Zürich, 25. Oktober 2018

Ein Konzertsaal in der Roten Fabrik. Es riecht nach Punk und Heavy Metal und sieht auch so aus, zumindest auf dem Klo. Auf der Bühne steht heute ein schwarz gedeckter Tisch, und auch ganz hinten auf der Tribüne sitzen Fans im Dunkeln. Super.

Ganz allein gehört uns dieses Publikum nicht. Die letzten 30 Minuten sprechen Servan und Cemile aus Rojava, die für einen Tag in Zürich sind. 30 Minuten mit Dolmetscherin, als wir eigentlich schon fertig sind. Anstrengend. Aber nicht zu vergleichen mit dem, was die beiden durchgemacht haben.

Soli-Foto für die Flüchtlinge im Flughafen-Terminal

Servan erzählt vom Korridor, den es 2014 für die Jesiden gab, und vom Wunsch nach Wiederaufbau. Cemile war in Afrin, als die Türkei dort eingefallen ist. Da gab es keine Terroristen, sagt sie. Alles nur erfunden, um den Krieg zu legitimieren. Ein Krieg gegen Frauen und Kinder, gegen die Zivilbevölkerung. Die Ziele der Angreifer: Wasserversorgung, Krankenhäuser, Apotheken, Schulen, Bäckereien. Was man so braucht zum Leben und für die Zukunft. Wo war die Welt, fragt Cemile. Was soll all das Gerede von den Menschenrechten, wenn alle wegschauen?

In der Roten Fabrik predigen Servan und Cemile zu den Bekehrten. Maja ist da, für Medico aktiv und jedes Jahr für eine Woche in Gaza. Psychodrama, wieder, wie schon bei unserer Station in Lübeck. In Gaza geht es um die Therapeuten, die dabei gleich selbst eine Therapie bekommen. Wer weiß, wie lange das noch geht, sagt Maja. Man sieht ihr die Anstrengung an.

In der Roten Fabrik kann man heute auch Trikots von Amedspor kaufen, bei einem Studenten aus Sachsen, den es an die ETH verschlagen hat. Er kommt aus der Ultra-Szene und hatte mit den Kurden nichts am Hut, bis ein paar Groundhopper diesen Verein im Osten der Türkei entdeckten und darüber geschrieben haben. „Direniş – Fußball im Ausnahmezustand“. Ein schönes Heft.

Nicole eröffnet den Abend

Moderiert wird der Abend von Nicole. Sie war 2015 zu Newroz in Kobane, kurz nach dem Sieg über den IS. Eine kleine Feier, vielleicht 500 Leute. Angst? Ein bisschen Nervenflattern, klar, sagt Nicole. Aber auch ein Gefühl von Sicherheit. Keine Waffen auf dem Festplatz, nicht einmal ein Schweizer Messer. Und Autos so weit weg wie möglich.

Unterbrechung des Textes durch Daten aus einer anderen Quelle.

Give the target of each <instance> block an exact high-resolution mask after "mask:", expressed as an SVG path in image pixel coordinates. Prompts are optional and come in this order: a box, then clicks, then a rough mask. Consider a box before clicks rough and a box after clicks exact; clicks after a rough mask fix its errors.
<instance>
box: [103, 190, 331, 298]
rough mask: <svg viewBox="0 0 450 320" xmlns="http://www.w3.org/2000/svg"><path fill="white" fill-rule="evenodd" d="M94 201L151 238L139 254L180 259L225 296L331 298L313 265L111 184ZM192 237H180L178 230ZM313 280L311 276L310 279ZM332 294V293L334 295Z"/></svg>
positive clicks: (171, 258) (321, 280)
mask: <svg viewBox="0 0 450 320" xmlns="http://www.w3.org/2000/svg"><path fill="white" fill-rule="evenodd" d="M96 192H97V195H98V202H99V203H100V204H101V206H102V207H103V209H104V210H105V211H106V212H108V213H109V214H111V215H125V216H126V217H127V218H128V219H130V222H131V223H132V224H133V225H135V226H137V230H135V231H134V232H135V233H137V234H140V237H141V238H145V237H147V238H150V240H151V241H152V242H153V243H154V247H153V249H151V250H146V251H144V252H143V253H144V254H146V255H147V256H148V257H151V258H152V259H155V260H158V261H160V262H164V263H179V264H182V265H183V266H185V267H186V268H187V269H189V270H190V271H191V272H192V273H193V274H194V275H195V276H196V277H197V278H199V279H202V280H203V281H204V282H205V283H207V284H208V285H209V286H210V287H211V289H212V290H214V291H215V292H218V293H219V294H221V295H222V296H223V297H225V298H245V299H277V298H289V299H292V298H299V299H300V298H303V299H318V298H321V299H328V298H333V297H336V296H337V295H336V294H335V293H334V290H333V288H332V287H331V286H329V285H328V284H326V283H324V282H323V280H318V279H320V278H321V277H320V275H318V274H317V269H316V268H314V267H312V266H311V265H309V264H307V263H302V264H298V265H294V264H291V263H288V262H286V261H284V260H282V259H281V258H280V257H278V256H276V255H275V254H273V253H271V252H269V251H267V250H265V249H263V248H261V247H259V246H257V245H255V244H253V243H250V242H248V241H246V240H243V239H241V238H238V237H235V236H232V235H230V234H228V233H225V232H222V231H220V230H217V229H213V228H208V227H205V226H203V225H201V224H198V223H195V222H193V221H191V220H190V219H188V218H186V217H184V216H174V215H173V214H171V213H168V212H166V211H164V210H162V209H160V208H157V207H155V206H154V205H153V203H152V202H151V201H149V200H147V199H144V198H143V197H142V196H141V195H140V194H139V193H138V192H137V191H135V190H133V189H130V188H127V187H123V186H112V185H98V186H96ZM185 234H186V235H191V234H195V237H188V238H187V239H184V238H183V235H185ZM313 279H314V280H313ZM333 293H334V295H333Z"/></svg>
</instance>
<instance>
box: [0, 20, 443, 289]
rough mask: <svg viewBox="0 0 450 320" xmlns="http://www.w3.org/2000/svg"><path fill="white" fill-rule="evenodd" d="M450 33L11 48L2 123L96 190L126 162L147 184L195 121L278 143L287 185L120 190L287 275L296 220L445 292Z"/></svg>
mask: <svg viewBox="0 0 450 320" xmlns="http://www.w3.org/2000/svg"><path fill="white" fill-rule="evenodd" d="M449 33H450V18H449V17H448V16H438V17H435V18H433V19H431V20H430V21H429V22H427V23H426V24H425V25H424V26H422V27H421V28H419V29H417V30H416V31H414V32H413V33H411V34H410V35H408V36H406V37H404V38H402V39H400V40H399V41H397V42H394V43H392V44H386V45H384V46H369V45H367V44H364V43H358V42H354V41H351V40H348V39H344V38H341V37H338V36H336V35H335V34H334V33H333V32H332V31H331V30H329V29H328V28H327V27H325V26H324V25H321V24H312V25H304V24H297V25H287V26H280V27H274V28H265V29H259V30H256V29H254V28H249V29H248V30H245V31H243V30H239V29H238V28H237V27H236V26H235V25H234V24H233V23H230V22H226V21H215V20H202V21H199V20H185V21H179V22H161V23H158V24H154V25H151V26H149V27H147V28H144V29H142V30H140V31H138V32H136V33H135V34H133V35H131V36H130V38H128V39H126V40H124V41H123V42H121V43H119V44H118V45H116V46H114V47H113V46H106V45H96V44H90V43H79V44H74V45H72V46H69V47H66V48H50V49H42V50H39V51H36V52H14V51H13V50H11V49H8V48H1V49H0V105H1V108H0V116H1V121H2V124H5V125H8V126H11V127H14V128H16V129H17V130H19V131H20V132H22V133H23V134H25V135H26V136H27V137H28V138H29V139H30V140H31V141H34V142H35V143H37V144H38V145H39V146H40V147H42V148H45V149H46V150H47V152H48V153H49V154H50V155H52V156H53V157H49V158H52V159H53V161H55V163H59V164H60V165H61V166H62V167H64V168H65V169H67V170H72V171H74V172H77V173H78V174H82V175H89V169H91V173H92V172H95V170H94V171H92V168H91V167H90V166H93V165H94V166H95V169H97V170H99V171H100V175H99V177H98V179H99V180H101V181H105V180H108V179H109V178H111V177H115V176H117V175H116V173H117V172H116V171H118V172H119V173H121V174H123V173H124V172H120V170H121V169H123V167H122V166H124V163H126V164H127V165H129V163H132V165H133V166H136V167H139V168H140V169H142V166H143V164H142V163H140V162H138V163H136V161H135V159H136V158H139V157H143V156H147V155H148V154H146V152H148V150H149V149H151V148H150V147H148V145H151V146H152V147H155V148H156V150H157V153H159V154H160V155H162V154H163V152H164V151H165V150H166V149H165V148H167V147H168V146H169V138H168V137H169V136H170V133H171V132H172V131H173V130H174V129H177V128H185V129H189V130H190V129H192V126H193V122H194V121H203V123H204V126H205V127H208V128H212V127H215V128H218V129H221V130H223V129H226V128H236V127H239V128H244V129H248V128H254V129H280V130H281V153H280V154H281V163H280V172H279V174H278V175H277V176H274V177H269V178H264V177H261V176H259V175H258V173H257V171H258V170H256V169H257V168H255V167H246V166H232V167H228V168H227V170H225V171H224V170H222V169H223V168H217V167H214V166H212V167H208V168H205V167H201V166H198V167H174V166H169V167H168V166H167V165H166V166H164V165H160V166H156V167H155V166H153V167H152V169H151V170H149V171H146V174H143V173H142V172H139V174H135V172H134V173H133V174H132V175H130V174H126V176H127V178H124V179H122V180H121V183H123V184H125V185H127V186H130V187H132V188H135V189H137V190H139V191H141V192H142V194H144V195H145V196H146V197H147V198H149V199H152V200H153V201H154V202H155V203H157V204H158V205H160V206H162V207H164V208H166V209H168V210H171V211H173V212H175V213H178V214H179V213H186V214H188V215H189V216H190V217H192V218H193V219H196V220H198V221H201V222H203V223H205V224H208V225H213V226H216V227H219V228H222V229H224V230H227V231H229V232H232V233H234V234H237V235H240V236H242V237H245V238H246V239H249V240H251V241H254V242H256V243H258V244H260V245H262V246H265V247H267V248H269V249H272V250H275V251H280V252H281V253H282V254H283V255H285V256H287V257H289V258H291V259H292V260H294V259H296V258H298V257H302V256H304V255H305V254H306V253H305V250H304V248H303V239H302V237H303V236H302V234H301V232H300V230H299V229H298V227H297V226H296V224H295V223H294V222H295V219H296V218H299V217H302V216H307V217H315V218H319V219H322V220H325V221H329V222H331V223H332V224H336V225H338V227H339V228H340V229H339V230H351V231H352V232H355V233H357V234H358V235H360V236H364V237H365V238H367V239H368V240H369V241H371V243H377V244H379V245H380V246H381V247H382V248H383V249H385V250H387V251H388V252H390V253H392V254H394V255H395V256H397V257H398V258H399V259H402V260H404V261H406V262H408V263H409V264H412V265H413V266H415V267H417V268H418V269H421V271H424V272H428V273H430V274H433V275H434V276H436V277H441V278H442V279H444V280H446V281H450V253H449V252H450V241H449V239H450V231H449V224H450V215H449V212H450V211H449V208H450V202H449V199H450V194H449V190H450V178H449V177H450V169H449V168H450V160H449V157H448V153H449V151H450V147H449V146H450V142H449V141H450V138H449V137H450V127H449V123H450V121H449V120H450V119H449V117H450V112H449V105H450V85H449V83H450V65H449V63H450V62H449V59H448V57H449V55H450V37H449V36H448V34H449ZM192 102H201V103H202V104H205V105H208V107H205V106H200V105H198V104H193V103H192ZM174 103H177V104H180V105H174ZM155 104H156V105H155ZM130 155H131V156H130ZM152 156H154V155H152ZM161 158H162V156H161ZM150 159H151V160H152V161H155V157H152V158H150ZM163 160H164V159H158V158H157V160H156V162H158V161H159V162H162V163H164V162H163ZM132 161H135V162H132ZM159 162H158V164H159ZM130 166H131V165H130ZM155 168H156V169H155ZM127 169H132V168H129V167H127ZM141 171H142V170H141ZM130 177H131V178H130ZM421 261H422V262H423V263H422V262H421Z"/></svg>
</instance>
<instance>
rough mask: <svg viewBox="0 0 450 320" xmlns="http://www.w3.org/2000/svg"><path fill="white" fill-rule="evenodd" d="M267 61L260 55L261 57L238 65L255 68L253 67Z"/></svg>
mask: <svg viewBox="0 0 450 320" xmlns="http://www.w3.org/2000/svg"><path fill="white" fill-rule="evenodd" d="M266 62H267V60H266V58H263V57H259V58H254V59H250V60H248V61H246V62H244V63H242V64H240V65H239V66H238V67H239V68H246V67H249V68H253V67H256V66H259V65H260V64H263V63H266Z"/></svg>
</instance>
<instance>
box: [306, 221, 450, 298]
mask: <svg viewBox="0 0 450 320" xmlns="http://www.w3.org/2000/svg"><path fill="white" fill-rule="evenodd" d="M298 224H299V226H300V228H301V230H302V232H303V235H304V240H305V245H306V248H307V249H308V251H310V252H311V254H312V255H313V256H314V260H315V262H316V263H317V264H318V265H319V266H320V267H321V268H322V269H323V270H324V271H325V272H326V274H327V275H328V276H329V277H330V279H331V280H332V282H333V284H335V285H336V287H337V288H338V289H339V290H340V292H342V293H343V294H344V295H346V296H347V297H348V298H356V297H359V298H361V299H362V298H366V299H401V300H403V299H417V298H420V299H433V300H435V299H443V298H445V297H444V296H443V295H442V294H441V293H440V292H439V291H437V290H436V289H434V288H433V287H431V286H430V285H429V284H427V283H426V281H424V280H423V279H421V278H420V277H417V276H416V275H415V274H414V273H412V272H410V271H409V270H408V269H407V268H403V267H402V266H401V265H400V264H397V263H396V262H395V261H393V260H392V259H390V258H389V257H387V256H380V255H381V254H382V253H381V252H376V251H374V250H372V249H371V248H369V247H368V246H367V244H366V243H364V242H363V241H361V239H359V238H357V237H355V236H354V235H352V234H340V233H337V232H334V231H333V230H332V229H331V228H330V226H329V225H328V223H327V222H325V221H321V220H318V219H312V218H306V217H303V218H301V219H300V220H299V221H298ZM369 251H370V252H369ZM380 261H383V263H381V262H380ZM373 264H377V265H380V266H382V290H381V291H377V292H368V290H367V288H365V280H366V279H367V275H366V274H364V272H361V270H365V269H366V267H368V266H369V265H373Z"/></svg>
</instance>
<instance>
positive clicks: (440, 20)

Für Nicole war das eine zweite Hochzeitsreise. Newroz 2015: Da werde er zurück sein aus Kobane, hatte Cahit ihr versprochen, der Mann, den sie 2008 geheiratet hat.

Cahit ist Jahrgang 1975. Schon als Kind hat er verletzte Kämpfer gesehen. Sein Bruder ist in die Berge gegangen und gefallen. Cahit selbst hat es nicht dorthin geschafft. Auf dem Weg verhaftet, 1996. Zwölf Jahre Gefängnis, nach acht entlassen. Ich kann nicht mehr scharf essen, sagt er. Und ich merke nicht mehr, ob ich satt bin. Die Hungerstreiks. Der längste 35 Tage.

Im Sommer 2014 waren Nicole und Cahit in Russland unterwegs. Urlaub. Und der IS vor Kobane. Sie haben diskutiert, drei, vier Tage lang. Und dann ist Cahit gegangen. Er hat eine Freundin sterben sehen an der Grenze. Kader Ortakaya. Natürlich sitzt man da nicht gleichgültig zu Hause, sagt Nicole. Ihr Mann. Sie habe auf das gebaut, was er kann. Und auf seinen Überlebensinstinkt.

Cahit hat in Kobane Journalisten begleitet, Kurt Pelda vor allem, damals eine wichtige Stimme direkt aus dem Kampfgebiet. Übersetzen, Wege an die Front finden. Cahit war dann früher zurück als geplant. Newroz 2015: ein Freudenfest, in jeder Hinsicht.

Nicole und Cahit hatten inzwischen fast alle Helden aus unserem Buch zu Gast für Vorträge, Diskussionen. Ismail Küpeli, Ercan Ayboga, Peter Schaber, Michael Knapp. Und nun auch uns. Danke, Nicole und Cahit, danke Zürich.